A velha história é simples. O sol morre. O sol incha. Ele come a Terra.

Os astrónomos acreditam nesta narrativa há décadas. A linha do tempo é de aproximadamente cinco bilhões de anos. A mecânica parece clara: o hidrogénio acaba. A estrela se transforma em uma gigante vermelha. Mercúrio vai primeiro. Depois Vênus. E a Terra? Lanche.

Mas os novos modelos dizem que o cabo de guerra não é tão desequilibrado como pensávamos.

O empurrão e o puxão

Pense nisso como a gravidade e a massa perdendo a cabeça.

À medida que o sol se expande, ele não apenas cresce. Fica mais leve. Enormes ventos estelares sopram suas camadas externas. Metade da sua massa eventualmente desaparece no espaço. Quando a massa cai, o controle gravitacional enfraquece. Os planetas são empurrados para fora. É uma troca cósmica. A maré nos puxa para dentro. A perda de massa nos empurra para fora.

Cálculos antigos diziam que a maré venceu. O arrasto para dentro era muito forte.
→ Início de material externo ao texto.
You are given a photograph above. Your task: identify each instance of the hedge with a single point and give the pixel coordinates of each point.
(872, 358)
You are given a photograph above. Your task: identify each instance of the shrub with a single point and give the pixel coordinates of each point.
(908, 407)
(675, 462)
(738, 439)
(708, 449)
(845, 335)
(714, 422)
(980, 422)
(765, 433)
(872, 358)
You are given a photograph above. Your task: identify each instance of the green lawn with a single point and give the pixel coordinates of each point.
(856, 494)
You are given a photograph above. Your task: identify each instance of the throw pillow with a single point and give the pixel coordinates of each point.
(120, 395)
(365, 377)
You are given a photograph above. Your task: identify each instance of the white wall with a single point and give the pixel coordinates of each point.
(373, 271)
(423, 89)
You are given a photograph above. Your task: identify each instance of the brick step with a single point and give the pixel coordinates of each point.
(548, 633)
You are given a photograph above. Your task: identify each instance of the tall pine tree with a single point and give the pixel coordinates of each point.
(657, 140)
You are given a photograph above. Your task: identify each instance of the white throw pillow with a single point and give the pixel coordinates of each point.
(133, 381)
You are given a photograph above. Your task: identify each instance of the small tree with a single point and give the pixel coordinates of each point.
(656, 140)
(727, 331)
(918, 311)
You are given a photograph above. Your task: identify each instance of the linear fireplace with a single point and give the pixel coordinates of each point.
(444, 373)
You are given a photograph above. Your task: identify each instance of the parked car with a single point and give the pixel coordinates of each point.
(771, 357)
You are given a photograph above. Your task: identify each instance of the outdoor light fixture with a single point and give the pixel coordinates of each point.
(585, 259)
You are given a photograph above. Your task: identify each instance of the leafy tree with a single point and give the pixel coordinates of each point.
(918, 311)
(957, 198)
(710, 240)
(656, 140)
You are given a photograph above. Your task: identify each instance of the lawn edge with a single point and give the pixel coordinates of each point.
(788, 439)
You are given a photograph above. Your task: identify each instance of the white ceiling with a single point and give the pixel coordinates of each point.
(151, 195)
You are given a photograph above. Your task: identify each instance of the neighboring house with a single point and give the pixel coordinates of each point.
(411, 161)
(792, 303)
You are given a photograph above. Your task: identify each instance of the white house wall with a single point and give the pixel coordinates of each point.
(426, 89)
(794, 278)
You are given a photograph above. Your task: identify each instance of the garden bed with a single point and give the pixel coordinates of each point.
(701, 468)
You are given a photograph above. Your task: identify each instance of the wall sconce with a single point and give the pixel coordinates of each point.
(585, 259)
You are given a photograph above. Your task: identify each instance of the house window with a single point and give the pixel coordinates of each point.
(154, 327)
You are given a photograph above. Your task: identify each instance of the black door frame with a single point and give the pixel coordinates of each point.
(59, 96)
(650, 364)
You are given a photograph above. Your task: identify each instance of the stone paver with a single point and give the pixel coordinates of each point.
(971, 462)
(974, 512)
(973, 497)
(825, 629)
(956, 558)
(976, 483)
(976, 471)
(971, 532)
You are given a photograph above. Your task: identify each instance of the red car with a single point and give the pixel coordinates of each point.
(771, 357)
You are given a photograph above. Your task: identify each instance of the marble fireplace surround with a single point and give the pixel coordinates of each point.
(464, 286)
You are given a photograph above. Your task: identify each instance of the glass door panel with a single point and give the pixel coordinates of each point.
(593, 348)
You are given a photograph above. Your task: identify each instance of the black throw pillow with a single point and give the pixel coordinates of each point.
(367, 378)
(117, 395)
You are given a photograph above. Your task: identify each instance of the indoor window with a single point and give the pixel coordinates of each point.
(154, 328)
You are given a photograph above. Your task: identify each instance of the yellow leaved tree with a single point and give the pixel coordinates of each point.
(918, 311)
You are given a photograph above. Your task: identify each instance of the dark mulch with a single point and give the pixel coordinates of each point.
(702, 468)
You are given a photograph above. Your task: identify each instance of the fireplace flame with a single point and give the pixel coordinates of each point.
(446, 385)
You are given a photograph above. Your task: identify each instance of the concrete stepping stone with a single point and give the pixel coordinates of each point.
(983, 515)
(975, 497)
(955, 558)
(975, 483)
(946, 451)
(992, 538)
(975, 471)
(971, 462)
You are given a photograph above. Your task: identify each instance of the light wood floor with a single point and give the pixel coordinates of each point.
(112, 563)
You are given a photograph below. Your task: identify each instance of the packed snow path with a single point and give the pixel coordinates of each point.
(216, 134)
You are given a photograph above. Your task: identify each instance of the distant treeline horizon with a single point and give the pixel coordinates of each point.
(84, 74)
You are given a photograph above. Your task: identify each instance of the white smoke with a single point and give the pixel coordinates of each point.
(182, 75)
A nova pesquisa de Mats Esseldeurs da KU Leuven diz o contrário. O atrito das marés foi superestimado. Estudos mais antigos usaram receitas simplificadas de décadas passadas. Alguns até ignoraram totalmente as marés. Esta equipe utilizou modelos internos atualizados de estrelas envelhecidas. Eles explicaram como a estrutura muda. Eles analisaram os números.

O resultado? A atração interna é mais fraca.

Mercúrio está condenado. Vênus se foi. Mas a Terra? Ele se afasta.

Uma fuga por pouco

A Terra se move para uma órbita mais ampla. Marte se junta a ele. O planeta se instala no silêncio frio em torno de uma anã branca. Sem engolfamento. Sem incineração. Apenas um pôr do sol muito escuro e muito distante.

Esseldeurs observa que a incerteza mudou.

“A maior incerteza não vem mais dos cálculos das marés, mas de quanta massa o futuro Sol perderá.”

Eles usaram uma estrela chamada L2 Pup como cobaia. Está a cerca de 183 anos-luz de distância. Massa semelhante. Idade semelhante. Um proxy para o nosso futuro sol. Usando observações reais do L2 Pup, os modelos confirmaram que a deriva para fora deveria superar por pouco a deslizamento para dentro.

Isso inclina a balança em direção à sobrevivência.

Mas não abra o champanhe.

Ainda condenado na prática

Para as espécies que vivem atualmente nesta rocha? Não importa.

O sol fica mais quente à medida que envelhece. Devagar. Incansavelmente. Em cerca de um bilhão de anos os oceanos ferverão. A atmosfera cozinha. A Terra se torna uma cinza morta e carbonizada. Muito antes mesmo de a fase de gigante vermelha começar.

Esta descoberta não é salvação. É um conforto acadêmico. Isso muda a forma como mapeamos o ciclo de vida dos sistemas solares. Ajuda-nos a prever o que acontece aos exoplanetas que orbitam estrelas moribundas. Podemos estudar a população. Podemos refinar as regras da decadência estelar.

Nós simplesmente não estaremos por perto para ver isso.

Os dados são promissores, mas confusos. Precisamos de telescópios melhores. Precisamos de mais estrelas como L2 Pup para estudar. A matemática aponta para a Terra sobrevivendo à sua estrela. Mas a linha do tempo? Os detalhes? Esses permanecem teimosamente opacos.

O que provavelmente é o melhor. Saber exatamente quanto tempo nos resta não é exatamente reconfortante. Talvez a ambigüidade seja uma maneira mais gentil de terminar as coisas.